Home Is a Stranger

Home > Other > Home Is a Stranger > Page 9
Home Is a Stranger Page 9

by Parnaz Foroutan


  In the early stages of my father’s illness, I prayed a lot. I prayed when he started holding my hand to steady himself. I prayed when he started using a walker. I prayed when he became wheelchair bound. I prayed when his speech started to slur, when I heard him weeping behind the closed bedroom door. Finally, when he lost the ability to speak, I stopped praying and turned to threats, instead . . . I told G.d that if He took my father, I’d kill myself, too. And then came the morning when my father died.

  Three days previously, my father’s breathing had become more strained. I knew that ALS often ended like this, that the person suffocates. But I wouldn’t admit to myself it was happening. I stayed home and sat at the dining table, listening to my father struggling to breathe, and I busied myself with a research paper I was writing for school. I woke up in the middle of that night, before the morning of his death and I walked to his room to check on him. He labored to breathe in his sleep. I went back to bed, fell asleep and dreamed about him. I hadn’t dreamed about my father in three years, but he was there, in my dreams on that last night, and I had my arms around his neck, and I cried and cried, and a fantastic light shone all around him, and he laughed.

  I asked him, through my tears, “What am I going to do now?”

  And he said, “You are going to live your life.”

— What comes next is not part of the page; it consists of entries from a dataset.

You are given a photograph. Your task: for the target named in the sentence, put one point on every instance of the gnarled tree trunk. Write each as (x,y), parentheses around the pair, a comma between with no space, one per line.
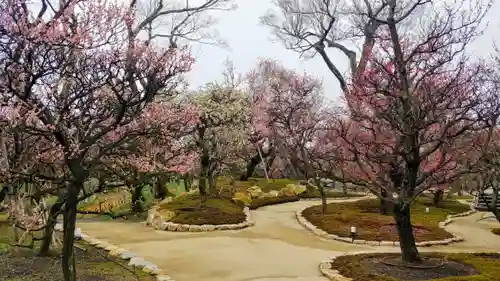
(385,204)
(438,197)
(137,199)
(49,228)
(68,254)
(409,251)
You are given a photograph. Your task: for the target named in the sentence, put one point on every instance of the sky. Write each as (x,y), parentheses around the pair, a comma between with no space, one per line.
(248,41)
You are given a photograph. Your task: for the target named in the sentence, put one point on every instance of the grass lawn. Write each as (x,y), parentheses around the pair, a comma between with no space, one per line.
(487,268)
(329,194)
(216,211)
(462,197)
(371,225)
(264,184)
(20,264)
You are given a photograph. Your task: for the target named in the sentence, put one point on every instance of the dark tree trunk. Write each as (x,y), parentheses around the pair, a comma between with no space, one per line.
(68,257)
(270,162)
(344,188)
(137,199)
(49,228)
(409,251)
(161,191)
(492,207)
(187,183)
(250,170)
(322,194)
(438,197)
(385,204)
(212,183)
(202,186)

  That morning, around 7:30 a.m., as I drove to the community college that I was attending, a cool breeze came in through my open car window and I took a sip from the Styrofoam cup of tea I had purchased from a gas station and, suddenly, I experienced a jarring memory, a strong familiarity of that exact moment with tea, morning sunlight through windshield, cool breeze with the smell of the ocean on it. I had already lived this moment, it was both memory and the present, at once. But this wasn’t my own memory that I was reexperiencing. It was my father’s memory. This is how he must have felt each morning when he left for work, when he could still work. He sipped his tea and felt the pleasure of the morning air on his face as he drove, knowing that his wife and his daughter slept in their warm beds at home.

  I knew, in that moment, that my father was living, feeling this experience through me. And I knew, after that moment, that he was no longer alive.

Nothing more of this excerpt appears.